Using non-invasive techniques to manipulate our emotions it may be possible to reduce the screaming fears that haunt our sleep.
A study of 36 patients diagnosed with nightmare disorder showed that the combination of two simple treatments reduced the frequency of bad dreams.
The scientists challenged the volunteers to rewrite their most common nightmares in a positive light and then play the sounds associated with positive experiences while they sleep.
“There is a correlation between the types of emotions experienced in dreams and our emotional health,” says psychiatrist Lampros Perogamvros of the University Hospitals of Geneva and the University of Geneva in Switzerland.
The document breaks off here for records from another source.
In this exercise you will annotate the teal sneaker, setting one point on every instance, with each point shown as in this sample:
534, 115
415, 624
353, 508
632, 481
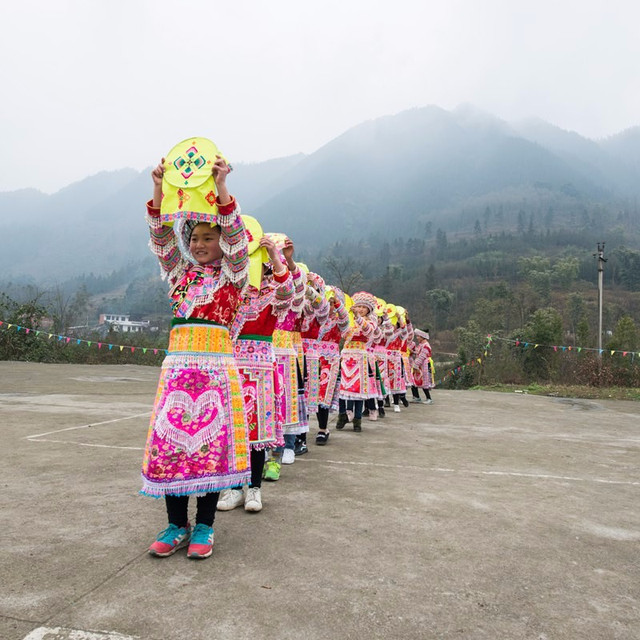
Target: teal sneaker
201, 545
170, 540
272, 471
“Based on this observation, we came to the idea that we can help people by manipulating emotions in their dreams. In this study, we show that we can reduce the number of emotionally strong and very negative dreams in patients with nightmares.”
Many people suffer from nightmares that are not always a simple case of a few bad dreams. Nightmares are also associated with poor quality sleep, which is linked to a host of other health problems.
Poor sleep can also increase anxiety, which can cause insomnia and nightmares. Recent research has shown that nightmares and sleep disturbances are on the rise during the ongoing global SARS-CoV-2 pandemic.
Treating chronic nightmares is a challenge, given that we don’t really understand why or even how our brains create dreams while we sleep.
A non-invasive method is phantom rehearsal therapy, in which patients rewrite their most distressing and frequent nightmares to give them a happy ending. Then they “rehearse” by telling the rewritten story to themselves, trying to overwrite the nightmare.
This method can reduce the frequency and severity of nightmares, but the treatment is not effective for all patients.
In 2010, scientists discovered that playing sounds that people are trained to associate with a particular stimulus while these people sleep, AIDS in strengthening the memory of this stimulus. This has been called targeted memory reactivation (TMR), and Perogamvros and colleagues wanted to find out if it could improve the effectiveness of image rehearsal therapy (IRT).
After the study participants kept a dream and sleep diary for two weeks, all of the volunteers received a single IRT session. At this point, half of the group underwent a TMR session, creating a link between a positive version of their nightmare and a voice.
The other half served as a control group, imagining a less terrifying version of a nightmare without being exposed to positive voices.
Both groups were given a sleeping headset headband that would play a sound – piano chord C69 – every 10 seconds during REM sleep, when they are most likely to have nightmares.
Tgroups were evaluatedafter two weeks of additional diary entries and then three months without any treatment.
At the start of the study, the control group averaged 2.58 nightmares per week and the TMR group averaged 2.94 nightmares per week. At the end of the study, the control group dropped to 1.02 weeks of nightmares, while the TMR group dropped to just 0.19. Even more promising, the TMR group reported an increase in happy dreams.
At three-month follow-up, nightmares increased slightly in both groups to 1.48 and 0.33 per week, respectively. That said, this is still an impressive reduction in nightmare frequency, the researchers said, suggesting that using TMR to supplement IRT results in a more effective treatment.
“We were positively surprised by how much the participants respected and tolerated the study procedures, for example performing image rehearsal therapy every day and wearing the sleeping patch overnight,” says Perogamvros.
“We have observed that nightmares decrease rapidly as dreams become more emotionally positive. For us researchers and clinicians, these findings are very promising both for studies of emotional processing during sleep and for the development of new therapies.”
The team’s research has been published Current Biology.